Here and in other parts of the paragraph 'shore' is used, like 'littus' in the original, not for the coast, but for the side of the rock which formed the goal.

Page 141.

'Beneath them vanishes the ground.'

This is another Virgilian licence, the ground ('solum') being put for the water under the ship.

Page 143.

'Inwoven there the 'princely boy.'

Ganymede.

Page 157.

'And gaze delighted, as they trace
A parent's mien in each fair face.'

'The shouting crowds admire their charms, and trace
Their parents' lines in every lovely face.' Pitt.

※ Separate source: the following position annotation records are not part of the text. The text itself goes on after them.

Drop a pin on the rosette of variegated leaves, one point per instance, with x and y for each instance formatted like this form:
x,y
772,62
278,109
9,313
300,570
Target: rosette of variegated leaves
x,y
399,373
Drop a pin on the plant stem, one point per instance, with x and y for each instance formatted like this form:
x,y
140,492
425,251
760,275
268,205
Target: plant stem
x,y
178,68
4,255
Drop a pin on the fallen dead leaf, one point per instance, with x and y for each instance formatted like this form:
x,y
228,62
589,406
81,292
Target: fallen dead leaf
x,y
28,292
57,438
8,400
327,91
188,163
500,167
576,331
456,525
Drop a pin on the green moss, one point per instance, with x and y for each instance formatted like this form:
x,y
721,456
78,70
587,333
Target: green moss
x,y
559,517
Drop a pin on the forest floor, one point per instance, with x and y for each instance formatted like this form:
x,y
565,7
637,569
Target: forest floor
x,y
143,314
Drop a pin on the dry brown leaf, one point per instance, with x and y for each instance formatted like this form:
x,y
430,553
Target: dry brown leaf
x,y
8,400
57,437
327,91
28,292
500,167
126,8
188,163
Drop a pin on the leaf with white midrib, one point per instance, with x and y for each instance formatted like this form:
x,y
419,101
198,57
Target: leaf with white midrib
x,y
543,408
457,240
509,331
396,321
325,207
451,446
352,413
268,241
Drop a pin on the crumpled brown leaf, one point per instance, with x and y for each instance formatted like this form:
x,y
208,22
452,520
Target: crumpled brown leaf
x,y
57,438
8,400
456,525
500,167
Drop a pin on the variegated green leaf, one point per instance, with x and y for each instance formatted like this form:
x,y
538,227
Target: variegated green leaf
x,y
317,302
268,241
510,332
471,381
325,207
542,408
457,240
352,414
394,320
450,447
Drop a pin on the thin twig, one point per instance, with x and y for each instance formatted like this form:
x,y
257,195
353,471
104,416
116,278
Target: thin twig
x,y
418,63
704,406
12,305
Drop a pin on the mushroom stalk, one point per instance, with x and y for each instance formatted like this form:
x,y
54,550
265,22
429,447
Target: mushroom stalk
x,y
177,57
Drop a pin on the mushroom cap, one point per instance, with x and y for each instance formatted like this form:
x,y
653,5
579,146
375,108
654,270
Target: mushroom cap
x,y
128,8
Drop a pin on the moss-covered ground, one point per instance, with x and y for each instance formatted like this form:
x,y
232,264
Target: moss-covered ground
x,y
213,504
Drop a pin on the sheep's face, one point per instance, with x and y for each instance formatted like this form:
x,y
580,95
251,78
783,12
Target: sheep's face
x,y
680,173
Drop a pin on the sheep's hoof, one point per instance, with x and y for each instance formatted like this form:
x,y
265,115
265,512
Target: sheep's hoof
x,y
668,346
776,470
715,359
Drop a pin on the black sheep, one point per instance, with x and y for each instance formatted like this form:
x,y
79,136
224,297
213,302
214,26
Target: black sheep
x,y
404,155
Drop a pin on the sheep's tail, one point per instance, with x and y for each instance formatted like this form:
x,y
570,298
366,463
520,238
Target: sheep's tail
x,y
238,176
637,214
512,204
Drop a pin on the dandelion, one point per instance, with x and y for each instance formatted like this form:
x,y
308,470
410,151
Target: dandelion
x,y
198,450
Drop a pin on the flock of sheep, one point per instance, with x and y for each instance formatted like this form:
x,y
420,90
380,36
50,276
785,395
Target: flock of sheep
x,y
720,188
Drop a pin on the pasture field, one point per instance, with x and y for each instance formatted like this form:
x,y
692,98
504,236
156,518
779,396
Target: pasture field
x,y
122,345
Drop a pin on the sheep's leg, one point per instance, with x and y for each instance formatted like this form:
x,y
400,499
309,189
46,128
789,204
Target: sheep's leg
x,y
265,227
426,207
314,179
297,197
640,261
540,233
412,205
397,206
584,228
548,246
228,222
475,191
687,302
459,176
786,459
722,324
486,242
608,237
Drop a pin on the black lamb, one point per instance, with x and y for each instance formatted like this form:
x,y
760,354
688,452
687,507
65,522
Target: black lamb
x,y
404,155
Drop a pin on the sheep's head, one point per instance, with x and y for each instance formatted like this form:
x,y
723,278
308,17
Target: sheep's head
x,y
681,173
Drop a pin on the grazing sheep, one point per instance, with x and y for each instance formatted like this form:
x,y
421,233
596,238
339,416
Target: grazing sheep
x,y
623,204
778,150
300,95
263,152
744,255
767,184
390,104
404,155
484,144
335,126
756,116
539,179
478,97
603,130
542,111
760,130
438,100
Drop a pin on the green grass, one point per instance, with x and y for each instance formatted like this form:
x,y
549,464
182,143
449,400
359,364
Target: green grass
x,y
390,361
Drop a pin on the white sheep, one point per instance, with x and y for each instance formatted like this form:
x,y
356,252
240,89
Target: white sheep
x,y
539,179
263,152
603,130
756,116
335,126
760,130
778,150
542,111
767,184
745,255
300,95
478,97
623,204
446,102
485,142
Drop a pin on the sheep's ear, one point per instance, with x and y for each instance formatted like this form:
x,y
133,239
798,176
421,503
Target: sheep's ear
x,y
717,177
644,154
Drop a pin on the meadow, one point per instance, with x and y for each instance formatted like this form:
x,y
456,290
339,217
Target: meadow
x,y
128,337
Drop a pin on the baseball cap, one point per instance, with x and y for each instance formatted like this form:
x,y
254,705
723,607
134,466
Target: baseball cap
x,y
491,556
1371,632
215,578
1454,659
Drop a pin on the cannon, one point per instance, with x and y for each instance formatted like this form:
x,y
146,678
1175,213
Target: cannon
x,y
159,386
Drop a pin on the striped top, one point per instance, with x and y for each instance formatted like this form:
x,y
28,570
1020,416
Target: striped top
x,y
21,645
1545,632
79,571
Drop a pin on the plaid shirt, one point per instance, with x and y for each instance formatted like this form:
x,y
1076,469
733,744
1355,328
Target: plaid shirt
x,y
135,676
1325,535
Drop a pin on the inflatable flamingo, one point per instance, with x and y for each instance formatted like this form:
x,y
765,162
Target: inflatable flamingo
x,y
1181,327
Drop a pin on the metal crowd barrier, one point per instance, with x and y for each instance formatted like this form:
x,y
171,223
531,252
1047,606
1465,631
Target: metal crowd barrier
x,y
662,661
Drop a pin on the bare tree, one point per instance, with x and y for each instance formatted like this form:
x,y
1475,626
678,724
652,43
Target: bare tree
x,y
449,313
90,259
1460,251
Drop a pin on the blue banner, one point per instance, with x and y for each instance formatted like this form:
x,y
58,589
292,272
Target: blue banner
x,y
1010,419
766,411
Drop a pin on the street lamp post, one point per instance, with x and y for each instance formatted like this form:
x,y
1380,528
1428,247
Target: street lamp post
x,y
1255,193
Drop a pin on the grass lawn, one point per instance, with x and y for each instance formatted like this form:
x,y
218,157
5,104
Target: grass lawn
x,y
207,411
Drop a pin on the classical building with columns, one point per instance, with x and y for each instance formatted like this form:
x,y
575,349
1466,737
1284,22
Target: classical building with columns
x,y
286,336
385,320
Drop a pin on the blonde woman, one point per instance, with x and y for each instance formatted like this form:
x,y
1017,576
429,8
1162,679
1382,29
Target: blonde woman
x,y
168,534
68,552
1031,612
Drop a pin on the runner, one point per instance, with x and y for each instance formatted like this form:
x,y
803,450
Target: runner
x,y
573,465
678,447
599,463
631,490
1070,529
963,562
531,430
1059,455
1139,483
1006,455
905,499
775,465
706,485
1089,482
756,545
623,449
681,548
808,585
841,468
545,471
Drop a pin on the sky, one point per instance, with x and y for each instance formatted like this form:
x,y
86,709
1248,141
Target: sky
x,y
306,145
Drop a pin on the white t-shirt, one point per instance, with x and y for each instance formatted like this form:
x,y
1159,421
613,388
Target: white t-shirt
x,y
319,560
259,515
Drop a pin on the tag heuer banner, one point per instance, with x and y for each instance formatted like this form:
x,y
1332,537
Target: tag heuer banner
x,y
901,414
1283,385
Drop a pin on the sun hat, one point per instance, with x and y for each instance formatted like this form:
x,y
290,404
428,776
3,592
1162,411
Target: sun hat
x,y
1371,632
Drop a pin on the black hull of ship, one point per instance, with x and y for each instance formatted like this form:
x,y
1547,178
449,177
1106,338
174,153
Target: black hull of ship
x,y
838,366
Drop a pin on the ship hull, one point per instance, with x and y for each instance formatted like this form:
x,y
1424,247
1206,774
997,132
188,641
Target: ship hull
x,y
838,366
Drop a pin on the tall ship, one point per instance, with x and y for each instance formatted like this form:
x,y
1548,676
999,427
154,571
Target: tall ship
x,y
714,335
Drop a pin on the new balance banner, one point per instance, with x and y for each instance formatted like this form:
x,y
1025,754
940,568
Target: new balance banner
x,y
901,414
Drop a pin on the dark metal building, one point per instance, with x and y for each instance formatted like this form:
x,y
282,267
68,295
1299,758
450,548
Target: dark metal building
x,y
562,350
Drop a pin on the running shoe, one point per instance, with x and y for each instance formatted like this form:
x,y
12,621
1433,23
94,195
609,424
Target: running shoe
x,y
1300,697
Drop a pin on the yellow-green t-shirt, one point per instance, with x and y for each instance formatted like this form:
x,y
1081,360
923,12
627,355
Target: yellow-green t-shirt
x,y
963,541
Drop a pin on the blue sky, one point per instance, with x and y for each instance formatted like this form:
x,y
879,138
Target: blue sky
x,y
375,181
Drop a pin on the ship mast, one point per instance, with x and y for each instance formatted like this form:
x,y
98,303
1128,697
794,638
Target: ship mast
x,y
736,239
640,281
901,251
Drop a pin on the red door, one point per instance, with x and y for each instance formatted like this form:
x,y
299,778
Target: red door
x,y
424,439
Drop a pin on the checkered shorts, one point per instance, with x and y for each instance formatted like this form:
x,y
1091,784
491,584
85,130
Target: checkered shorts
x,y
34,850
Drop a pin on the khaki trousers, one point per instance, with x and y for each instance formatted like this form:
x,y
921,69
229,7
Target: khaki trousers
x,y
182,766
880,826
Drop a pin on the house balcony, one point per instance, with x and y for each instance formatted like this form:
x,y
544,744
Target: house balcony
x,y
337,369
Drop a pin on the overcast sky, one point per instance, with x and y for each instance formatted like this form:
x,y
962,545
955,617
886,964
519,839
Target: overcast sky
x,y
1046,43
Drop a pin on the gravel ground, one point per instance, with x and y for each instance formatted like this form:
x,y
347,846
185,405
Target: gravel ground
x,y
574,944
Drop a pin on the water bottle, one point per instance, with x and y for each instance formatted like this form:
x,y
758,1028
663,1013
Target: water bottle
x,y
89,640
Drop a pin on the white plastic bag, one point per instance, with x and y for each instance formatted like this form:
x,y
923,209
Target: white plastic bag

Not long before, Pitt has a line 'Around their brows a vivid wreath they wore.' So it appears in all the editions that I have consulted; but I can scarcely doubt that 'vivid' should be 'virid,' though the latter word is more after the manner of Spenser or Milton than of eighteenth century poetry.

Page 185.

'Foul Penury, and Fears that kill.'

'The fear that kills,
And hope that is unwilling to be fed.'
Wordsworth, Resolution and Independence.

Page 195.

'His ears cut off.'

I find too late that I have written 'ears' inadvertently for 'hands.'

Page 250.

'Or those whom fair Abella sees
Down-looking through her apple-trees.'

'And where Abella sees
From her high towers the harvest of her trees.'
Dryden

Page 280 foll.

In translating the description of the shield, I have endeavoured to bear in mind, what I believe to be of great importance to the interpretation of the passage, that the various events of Roman history are represented, not in the precise way in which they are likely to have happened historically, but in the form supposed to be best adapted to tell the story to the eye. So the epithets do not characterise the persons or things as they are in themselves, but as they appear on the shield: e.g., the Gauls' hair is called golden because it is actually of gold.

Page 297.

'No after day
This hour's fair promise shall betray.'

'All, all my life, replies the youth, shall aim,
Like this one hour, at everlasting fame.' Pitt

Page 300.

'The maddening fever of the steel.'

I hope it will not be supposed that I mean 'fever of the steel' as a version of 'cupidine ferri.' There is another suspicion of the kind which I feel almost ashamed to rebut, in p. 359, where, though 'encumbered and unstrung' is I trust a tolerable equivalent for 'inutilis inque ligatus,' 'inligatus' is not intended to be represented by 'unstrung.'

Page 304.

'Then, pierced to death, asleep he fell
On the dead breast he loved so well.'

'Then, quiet, on his bleeding bosom fell,
Content in death to be revenged so well.' Dryden.

Page 311.

'What God, what madness brings you here
To taste of our Italian cheer?'

'What noble Lucumo comes next
To taste our Roman cheer?' Macaulay's Lays.

Page 320.

'Nor quit the leaguered town.'

As Virgil repeatedly speaks of the Trojan camp as 'urbs,' I have ventured here to call it a town.

Page 343.

'Like knot in sturdy wood.'

Virgil's allusion in the word 'nodum' is probably rather to a knot which needs untying than to a knot in wood; but it was necessary to give some metaphor which might be equivalent to his, and the resistance made by a knot in wood to the blade of an axe naturally suggested itself.

Page 407.

'Latium has other maids unwed,
And worthy of a royal bed.'

'Yet more, three daughters in his court are bred,
And each well worthy of a royal bed.'
Pope's Homer, Iliad, book ix.

Page 408.

'The arbitrament of fight to dare.'

'Singly to dare the arbitrement of fight.'
Symmons's Æneid, book xi. 562.

Page 425.

'And earth with trampling throbs and thrills.'

The words 'throbs and thrills' are taken from a poem by a friend to whose criticism this work owes much.

Page 438.

'And bucklers clashed with brazen din
The overture of fight begin.'

'The overture of tyranny's begun' is the younger Symmons's version of Æsch. Ag. 1354, φροιμιάζονται γὰρ Τυραννίδος σημεῖα πράσσοντες πόλει.